Clearing The Bar

by Chris Bodenner
In response to my post on McCain opposing affirmative action, a conservative blogger wrote:

[McCain] has now realized that if anything it is white men, not women and minorities, who are discriminated against.  Nevertheless, he isn't setting up any affirmative action programs for us---he's just restoring a level playing field.  I think we can all agree that all the old injustices and inequalities have disappeared. This is another instance of 'tough love.'
...
If Obama is elected, will he prove that African-Americans are now on an equal par with white Americans and can be assumed to have no disadvantages?  If so, that's a point in his favor. How can all those kids growing up in ghettoes claim to be at any disadvantage any longer if America elects an African-American president? ...  If we could eliminate all this talk about racial inequality, it would be much easier for white men to get jobs.

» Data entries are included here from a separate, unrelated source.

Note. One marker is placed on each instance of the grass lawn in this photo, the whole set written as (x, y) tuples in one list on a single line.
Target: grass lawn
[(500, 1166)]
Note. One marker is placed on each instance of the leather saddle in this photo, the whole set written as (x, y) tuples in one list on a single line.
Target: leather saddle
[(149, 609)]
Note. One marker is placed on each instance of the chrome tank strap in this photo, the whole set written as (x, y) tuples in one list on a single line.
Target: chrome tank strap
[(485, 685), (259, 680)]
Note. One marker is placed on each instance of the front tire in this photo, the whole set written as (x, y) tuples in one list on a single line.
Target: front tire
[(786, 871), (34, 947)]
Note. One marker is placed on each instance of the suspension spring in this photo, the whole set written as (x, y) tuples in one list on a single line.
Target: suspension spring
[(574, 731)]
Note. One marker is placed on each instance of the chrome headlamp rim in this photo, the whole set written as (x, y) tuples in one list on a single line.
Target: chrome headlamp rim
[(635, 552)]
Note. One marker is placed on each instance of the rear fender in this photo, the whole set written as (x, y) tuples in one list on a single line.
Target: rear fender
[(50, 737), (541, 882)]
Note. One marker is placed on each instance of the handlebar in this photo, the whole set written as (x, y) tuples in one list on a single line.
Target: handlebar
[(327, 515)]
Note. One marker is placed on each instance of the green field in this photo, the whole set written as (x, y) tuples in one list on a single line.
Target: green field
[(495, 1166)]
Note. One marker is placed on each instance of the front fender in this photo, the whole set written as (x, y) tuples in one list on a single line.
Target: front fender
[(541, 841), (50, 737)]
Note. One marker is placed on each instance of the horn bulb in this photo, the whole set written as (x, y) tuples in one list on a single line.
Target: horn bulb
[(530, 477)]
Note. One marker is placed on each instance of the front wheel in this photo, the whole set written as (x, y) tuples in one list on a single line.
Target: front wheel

His take is unfortunate on so many levels.  First, the primary motivation for ending racial preferences should be the advancement of minorities -- by restoring personal agency, raising expectations, cooling racial resentment, avoiding the stigmatization of AA in the minds of many.  If race-based AA were replaced by class-based AA, perhaps the country could lower racial strife and still provide help primarily to African Americans (who are disproportionately poorer because of centuries of institutional racism).

Second, the idea that "all the old injustices and inequalities have disappeared" is absurd.  Structural inequalities formed by hundreds of years of slavery and segregation don't disappear in a generation or two, and there will always be some lingering racism.  But with legal discrimination in the U.S. now abolished, and with a general sentiment of goodwill towards racial opportunity in mainstream America, the question is whether those inequalities are insurmountable without lowering the bar.  While Obama is still vague as to whether the answer is "yes," he is unequivocal about the end of widespread, institutional racism:

[The views of Rev. Wright] expressed a profoundly distorted view of this country -- a view that sees white racism as endemic, and that elevates what is wrong with America above all that we know is right with America. ... As such, Reverend Wright's comments were not only wrong but divisive, divisive at a time when we need unity; racially charged at a time when we need to come together to solve a set of monumental problems -- two wars, a terrorist threat, a falling economy, a chronic health care crisis and potentially devastating climate change; problems that are neither black or white or Latino or Asian, but rather problems that confront us all.

The right-wing blogger asks, "How can all those kids growing up in ghettoes [sic] claim to be at any disadvantage any longer if America elects an African-American president?"  This dim line of reasoning is similar to the one examined in a recent CNN report, "Could an Obama presidency hurt black Americans?" The article (which was brilliantly lampooned by Larry Wilmore of The Daily Show) suggests that white America will see an Obama presidency as an excuse to ignore racial inequality. While some people like the blogger may do so, the innumerable dividends of a black president would far outweigh them.

Lastly, the right-wing blogger is hoping an end to racial preferences will make it "much easier for white men to get jobs." While equal treatment is a high virtue, the main concern with affirmative action shouldn't be the plight of the white man, but whether AA actually hurts the people it was formed to help.   

As a side note, I always find it interesting when right-wing Republicans extol "tough love" without seeing the irony of their own kind of patriotism.  They rail against liberals like Obama for being critical of U.S. foreign policy, addressing it's historical sins, or talking about America in any way except blind, pampered patriotism. Obama's "more perfect union" patriotism is the real tough-love patriotism.

(Peter Beinart wrote a brilliant piece last month about the philosophical divide between liberals and conservatives on patriotism.)